Ahhh, so ist das! Ein C-Compiler spuckt hinten C-Sprache aus, drum heißt er auch Compiler -  ich frag mich bloß was Sachen wie RTL im gcc dann machen. Man sieht hier deutlich: Man lernt nie aus ;-)



> Eine "*.exe" ist ein unleserlicher Zusammenschmiss von Funktionsaufrufen, in dem Maschinensprache teilweise, aber nicht immer, eher selten, enthalten ist.


Und was soll in einer Exe-Datei außer Konstakten/daten noch drinnen sein? Bytecode ;-)



> Um ein C-Programm mit brauchbarer Funktionalität ablaufen lassen zu können braucht man einen haufen Libs, die sich wichtig machen.  aber sonst eigentlich in keiner Weise einen Vorteil gegenüber der aufgeräumten JVM bringen.
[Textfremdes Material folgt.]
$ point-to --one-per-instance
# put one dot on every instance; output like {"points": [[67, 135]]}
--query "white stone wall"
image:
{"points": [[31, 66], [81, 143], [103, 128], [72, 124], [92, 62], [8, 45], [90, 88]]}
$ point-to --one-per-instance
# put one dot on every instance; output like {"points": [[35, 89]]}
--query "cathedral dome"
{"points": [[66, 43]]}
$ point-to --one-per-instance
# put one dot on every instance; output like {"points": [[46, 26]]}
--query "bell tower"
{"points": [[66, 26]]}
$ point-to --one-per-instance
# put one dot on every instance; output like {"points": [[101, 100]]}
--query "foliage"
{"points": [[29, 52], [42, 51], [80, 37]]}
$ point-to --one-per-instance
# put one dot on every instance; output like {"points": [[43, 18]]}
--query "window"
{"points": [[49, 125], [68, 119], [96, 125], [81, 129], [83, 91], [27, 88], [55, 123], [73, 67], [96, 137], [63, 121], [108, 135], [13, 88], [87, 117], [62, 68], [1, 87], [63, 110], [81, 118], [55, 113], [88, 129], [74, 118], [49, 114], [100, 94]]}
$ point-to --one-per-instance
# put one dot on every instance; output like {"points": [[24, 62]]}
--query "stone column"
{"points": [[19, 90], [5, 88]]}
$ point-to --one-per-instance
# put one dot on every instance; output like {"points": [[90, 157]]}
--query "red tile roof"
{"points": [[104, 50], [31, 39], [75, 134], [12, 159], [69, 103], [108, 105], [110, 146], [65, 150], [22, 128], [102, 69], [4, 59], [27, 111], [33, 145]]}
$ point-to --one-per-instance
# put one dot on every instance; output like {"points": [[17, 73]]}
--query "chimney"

Hmm, gut, das ist Ansichtssache, aber es gibt Vorteile:
* Ram-Verbrauch (shared libraries, keine Runtime, kein heap (im GC sinn).
* Laufzeitperformance (nicht erst 1500 invocations bis das ordentlich funtzt)
* Ladezeit
* nicht 100%ige abhängigkeit von SUN

Das heist jetzt nicht, dass ich java schlecht finden würde, aber alles dorthin, wo es hingehört. Ein modernes desktop-Programm würd ich kaum mehr in C++ anfangen, sohingehen eine JVM als Mustererkennungssoftware eher nicht zu brauchen ist.

lg Clemens


----------



## Vatar (20. Apr 2005)

Ich hab vor einiger Zeit mal etwas von einem Prozessor namens "Pico" gelesen. Der soll angeblich Javacode verstehen. Wie die Sache genau läuft weiß ich nicht, googlet einfach mal nach pico java


----------



## Bleiglanz (22. Apr 2005)

Hat mich schon immer interessiert, weils ein gutes beispiel für eine IT-Leiche ist:



> Sun hat eine neue Generation von speziellen Java-optimierten Chips angekündigt. Diese CPUs sollen den Output des Java-Compilers direkt und ohne den Einsatz einer Softwareschicht abarbeiten können. Deshalb können sie die Java-Programme schneller als andere CPU-s ausführen. Allerdings eignen sie sich auch nur für die Java-Applets. Als erster Chip soll die "Pico-Java" Mitte 1996 erscheinen. Dieser Chip soll unter 25 $ kosten und in Peripheriegeräten und Mobilfunktelephonen Einsatz finden. Der nächste Chip - "Micro-Java" wird wahrscheinlich im ersten Quartal 1997 erscheinen und ist mit einem Stückpreis zwischen 25 $ und 100 $ für Netzwerkgeräte, Buchungssysteme, Mail-Terminals und Spielkonsolen bestimmt. Schließlich am Ende 1997 soll ein Chip namens "Ultra-Java" erscheinen. Ultra-Java wird etwas über 100 $ kosten. Er soll aber auch 2D und 3D-Graphik, Audio, Vidokompression, Netzwerke und Verschlüsselung unterstüzen und ist für die zukünftige Internet-PCs bestimmt.



1995 - 1996 -1997 -

muss irgendwas im Zeitplan durcheinander gekommen sein...


----------



## 0xdeadbeef (24. Apr 2005)

Man sollte sich bei all diesen Diskussionen darüber im Klaren sein, daß die teils langsame Ausführung von Java-Programmen nicht wirklich darin begründet liegt, daß der Byte-Code von der JVM interpretiert werden muß, zumal bei engen Schleifen eh der JIT-Compiler einspringt.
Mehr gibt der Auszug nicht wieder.